Sorry I haven't written in a while. A lot has been going on, and I've had lots of ups and downs. My spirits have been so much higher after our Thanksgiving weekend and I am feeling the best I have yet today. I thought today would be a good day to write and try to update everyone a little bit. Spending the last 4 days with Phillip, Elise and our family for Thanksgiving helped me so much. I want to share a few good things that have made me happy along with some news from doctors appointments we've had during the past couple of weeks.
First off, I just want to say thank you again to everybody for all of the prayers, sweet messages, meals, flowers, phone calls....it has meant the world to me. Last night Phillip, Elise and I took a stroll around our little cul-de-sac. I am able to walk short distances now that some of my pain issues have been helped. (I'll tell you more about that in a bit)

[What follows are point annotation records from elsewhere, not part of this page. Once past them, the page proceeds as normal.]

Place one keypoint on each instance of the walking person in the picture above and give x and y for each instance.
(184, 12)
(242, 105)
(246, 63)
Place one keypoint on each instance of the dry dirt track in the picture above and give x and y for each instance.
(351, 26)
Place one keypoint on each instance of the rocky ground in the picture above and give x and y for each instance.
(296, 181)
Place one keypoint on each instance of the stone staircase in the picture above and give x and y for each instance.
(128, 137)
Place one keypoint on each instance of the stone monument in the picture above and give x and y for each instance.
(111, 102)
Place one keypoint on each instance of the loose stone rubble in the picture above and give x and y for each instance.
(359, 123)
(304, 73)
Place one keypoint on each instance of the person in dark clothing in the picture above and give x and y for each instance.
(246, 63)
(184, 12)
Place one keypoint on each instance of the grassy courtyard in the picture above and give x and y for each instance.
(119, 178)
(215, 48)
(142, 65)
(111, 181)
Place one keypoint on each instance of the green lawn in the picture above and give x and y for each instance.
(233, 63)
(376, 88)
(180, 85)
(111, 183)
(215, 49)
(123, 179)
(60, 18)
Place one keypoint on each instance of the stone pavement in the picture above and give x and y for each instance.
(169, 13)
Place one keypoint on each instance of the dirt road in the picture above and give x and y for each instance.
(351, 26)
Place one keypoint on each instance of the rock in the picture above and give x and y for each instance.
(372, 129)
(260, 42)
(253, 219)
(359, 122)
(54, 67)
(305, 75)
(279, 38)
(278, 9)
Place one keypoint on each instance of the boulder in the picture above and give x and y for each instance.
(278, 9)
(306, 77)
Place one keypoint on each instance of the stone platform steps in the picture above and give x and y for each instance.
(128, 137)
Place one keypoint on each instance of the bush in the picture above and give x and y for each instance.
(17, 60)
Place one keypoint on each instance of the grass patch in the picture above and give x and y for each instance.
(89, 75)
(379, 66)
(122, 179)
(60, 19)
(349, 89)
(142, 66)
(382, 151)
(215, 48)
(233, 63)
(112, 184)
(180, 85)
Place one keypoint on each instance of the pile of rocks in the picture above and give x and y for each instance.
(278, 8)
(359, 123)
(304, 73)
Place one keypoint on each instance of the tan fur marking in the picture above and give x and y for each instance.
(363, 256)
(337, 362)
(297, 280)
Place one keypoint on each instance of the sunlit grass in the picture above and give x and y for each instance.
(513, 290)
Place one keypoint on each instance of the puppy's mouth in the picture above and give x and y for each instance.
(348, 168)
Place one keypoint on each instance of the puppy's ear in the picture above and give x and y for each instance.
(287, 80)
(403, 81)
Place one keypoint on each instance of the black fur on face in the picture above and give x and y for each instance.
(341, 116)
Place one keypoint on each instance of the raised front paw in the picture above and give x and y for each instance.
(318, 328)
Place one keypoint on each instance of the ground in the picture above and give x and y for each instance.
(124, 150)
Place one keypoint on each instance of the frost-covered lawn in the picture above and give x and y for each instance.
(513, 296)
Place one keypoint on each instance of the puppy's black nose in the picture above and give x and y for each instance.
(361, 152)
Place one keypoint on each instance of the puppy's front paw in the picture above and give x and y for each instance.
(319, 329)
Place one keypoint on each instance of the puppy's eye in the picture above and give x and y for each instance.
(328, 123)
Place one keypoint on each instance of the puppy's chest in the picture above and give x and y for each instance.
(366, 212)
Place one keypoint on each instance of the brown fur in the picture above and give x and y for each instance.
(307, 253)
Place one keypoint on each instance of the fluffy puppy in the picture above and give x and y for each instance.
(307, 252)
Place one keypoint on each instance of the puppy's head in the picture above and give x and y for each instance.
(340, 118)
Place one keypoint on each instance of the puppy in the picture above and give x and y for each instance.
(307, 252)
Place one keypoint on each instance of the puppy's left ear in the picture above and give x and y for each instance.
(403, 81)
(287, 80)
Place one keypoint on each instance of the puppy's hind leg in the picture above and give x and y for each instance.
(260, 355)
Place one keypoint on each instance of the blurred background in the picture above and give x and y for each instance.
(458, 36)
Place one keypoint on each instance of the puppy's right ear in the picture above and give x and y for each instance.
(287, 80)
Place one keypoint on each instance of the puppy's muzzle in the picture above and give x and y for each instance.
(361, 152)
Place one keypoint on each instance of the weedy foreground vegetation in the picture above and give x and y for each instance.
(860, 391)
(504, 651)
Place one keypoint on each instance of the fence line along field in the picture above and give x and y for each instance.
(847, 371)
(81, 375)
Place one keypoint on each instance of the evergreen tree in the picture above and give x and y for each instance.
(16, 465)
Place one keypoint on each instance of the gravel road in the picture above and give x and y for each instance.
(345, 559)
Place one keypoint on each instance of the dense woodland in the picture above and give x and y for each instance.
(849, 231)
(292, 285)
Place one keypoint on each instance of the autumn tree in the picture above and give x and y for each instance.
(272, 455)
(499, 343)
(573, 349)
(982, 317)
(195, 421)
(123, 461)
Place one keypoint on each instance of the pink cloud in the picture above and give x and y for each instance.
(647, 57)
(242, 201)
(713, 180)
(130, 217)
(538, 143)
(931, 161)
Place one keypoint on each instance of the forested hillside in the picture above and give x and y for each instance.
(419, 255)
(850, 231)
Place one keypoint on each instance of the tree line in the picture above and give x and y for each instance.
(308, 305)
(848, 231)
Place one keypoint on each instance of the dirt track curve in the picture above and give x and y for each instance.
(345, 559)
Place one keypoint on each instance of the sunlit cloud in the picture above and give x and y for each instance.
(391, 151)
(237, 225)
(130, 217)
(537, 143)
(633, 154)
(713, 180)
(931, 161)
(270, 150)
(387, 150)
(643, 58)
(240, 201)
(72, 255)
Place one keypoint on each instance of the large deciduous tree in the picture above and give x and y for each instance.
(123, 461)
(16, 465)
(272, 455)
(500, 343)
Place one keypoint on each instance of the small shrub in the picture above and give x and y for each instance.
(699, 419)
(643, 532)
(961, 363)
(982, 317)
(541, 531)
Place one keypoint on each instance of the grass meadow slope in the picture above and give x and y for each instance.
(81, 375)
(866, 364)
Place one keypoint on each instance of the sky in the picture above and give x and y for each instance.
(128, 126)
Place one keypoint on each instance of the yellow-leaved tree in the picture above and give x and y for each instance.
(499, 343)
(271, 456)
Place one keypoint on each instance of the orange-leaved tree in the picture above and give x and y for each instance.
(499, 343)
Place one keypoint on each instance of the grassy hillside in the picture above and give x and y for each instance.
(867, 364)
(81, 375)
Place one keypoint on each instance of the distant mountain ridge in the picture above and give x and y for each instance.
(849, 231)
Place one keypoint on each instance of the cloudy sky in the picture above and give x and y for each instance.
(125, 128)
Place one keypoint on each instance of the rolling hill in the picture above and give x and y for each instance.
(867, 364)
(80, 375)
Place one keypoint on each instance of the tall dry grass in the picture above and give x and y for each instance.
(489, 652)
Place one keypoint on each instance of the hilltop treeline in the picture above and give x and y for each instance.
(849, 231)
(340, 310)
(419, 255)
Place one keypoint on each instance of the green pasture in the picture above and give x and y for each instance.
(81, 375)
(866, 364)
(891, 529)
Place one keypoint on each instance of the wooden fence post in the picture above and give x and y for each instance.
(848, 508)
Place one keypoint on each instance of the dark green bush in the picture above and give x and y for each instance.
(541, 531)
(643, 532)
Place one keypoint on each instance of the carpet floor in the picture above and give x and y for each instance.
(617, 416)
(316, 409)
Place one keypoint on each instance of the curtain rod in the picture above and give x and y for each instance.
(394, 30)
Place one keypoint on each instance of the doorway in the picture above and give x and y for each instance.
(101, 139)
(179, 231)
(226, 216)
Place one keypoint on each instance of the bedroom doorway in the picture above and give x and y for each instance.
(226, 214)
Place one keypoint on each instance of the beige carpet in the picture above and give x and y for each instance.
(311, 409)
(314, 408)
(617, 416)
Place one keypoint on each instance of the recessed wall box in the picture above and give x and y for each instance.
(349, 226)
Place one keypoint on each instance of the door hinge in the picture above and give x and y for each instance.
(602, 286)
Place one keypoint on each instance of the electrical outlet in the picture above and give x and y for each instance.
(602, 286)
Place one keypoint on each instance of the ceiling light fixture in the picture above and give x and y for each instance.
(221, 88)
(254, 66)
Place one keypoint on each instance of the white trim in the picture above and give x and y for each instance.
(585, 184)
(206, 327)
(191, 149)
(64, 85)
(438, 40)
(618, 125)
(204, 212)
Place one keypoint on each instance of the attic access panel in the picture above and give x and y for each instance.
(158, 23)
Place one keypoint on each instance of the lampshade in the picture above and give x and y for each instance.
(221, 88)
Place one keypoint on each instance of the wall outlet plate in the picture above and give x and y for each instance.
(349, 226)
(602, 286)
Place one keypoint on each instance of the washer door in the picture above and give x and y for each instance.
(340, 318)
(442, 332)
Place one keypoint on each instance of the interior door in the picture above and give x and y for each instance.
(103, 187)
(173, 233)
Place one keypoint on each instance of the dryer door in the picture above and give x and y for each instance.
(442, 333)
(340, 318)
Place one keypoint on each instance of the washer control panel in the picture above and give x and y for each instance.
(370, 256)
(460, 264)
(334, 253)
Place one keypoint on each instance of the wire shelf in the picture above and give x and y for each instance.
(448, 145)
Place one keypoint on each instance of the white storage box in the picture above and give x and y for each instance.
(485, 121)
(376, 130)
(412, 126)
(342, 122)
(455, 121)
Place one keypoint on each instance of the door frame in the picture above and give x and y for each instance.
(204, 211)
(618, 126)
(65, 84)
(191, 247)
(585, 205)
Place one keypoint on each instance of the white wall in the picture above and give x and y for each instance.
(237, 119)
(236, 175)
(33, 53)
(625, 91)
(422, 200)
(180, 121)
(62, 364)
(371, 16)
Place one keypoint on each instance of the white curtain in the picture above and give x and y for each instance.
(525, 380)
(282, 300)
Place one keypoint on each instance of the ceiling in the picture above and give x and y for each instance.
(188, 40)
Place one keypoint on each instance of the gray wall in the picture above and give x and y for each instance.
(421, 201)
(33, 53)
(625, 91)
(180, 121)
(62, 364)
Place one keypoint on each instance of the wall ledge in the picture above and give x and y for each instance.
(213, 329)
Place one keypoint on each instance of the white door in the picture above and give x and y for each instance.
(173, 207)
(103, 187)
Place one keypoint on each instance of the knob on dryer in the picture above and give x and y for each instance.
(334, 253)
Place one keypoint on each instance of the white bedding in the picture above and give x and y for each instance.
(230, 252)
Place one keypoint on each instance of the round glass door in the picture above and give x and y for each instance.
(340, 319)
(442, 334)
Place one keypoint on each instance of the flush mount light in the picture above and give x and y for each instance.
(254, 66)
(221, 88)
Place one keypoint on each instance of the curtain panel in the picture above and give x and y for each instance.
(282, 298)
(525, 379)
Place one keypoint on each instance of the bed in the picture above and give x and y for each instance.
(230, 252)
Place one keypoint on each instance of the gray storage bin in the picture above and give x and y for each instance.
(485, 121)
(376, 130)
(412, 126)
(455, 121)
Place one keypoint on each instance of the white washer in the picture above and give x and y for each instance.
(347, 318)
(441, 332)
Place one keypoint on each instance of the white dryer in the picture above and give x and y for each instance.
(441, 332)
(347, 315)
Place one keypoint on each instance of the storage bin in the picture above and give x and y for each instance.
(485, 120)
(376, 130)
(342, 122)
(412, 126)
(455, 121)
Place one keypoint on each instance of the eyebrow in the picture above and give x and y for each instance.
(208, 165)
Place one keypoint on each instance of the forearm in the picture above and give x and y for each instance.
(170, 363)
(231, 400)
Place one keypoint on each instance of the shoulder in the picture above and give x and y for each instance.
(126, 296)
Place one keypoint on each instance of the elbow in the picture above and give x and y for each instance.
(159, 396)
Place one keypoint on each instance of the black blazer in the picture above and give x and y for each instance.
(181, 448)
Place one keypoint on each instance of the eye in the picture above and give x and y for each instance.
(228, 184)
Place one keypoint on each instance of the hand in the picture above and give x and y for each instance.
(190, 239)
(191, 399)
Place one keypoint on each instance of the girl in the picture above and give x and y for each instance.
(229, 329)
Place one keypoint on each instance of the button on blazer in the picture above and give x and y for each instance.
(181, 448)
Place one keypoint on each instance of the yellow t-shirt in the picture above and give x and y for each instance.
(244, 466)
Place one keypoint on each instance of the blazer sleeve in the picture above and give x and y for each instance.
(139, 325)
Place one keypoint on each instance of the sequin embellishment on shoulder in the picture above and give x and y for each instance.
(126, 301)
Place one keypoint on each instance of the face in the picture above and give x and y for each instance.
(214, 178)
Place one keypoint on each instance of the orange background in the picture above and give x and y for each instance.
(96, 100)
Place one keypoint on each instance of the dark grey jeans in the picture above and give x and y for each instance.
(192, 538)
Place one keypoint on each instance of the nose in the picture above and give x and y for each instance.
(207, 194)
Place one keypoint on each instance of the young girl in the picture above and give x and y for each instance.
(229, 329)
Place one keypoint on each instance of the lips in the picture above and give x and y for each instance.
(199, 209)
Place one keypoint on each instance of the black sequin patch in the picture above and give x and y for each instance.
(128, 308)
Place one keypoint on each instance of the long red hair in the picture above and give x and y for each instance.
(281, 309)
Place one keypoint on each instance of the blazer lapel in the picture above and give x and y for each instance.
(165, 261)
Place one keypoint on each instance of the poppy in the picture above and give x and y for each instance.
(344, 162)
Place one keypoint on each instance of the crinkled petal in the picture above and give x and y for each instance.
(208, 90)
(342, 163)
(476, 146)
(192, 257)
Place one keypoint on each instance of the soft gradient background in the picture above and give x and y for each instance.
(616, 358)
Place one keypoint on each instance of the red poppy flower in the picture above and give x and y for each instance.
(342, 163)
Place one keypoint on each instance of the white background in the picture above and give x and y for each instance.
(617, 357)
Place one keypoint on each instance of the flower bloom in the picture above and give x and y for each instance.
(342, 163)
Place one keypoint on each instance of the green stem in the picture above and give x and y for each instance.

Phillip spent all day Saturday putting Christmas lights on the house. He worked so hard making it look pretty for us! As we were walking down the street, I looked up at the house glowing with lights decorated for Christmas, and I just burst into tears. It was just so beautiful and I felt so grateful. How did I get so lucky? I have this amazing husband who loves me unconditionally, and thinks I am beautiful even when I feel disgusting. We have a beautiful, healthy baby girl who is smiling and giggling at me when I look at her. And we have a beautiful safe, warm place to call our home. Something inside of me changed and I knew everything was going to be ok. We have this little bump in the road to get over, but I still feel like the luckiest girl in the world.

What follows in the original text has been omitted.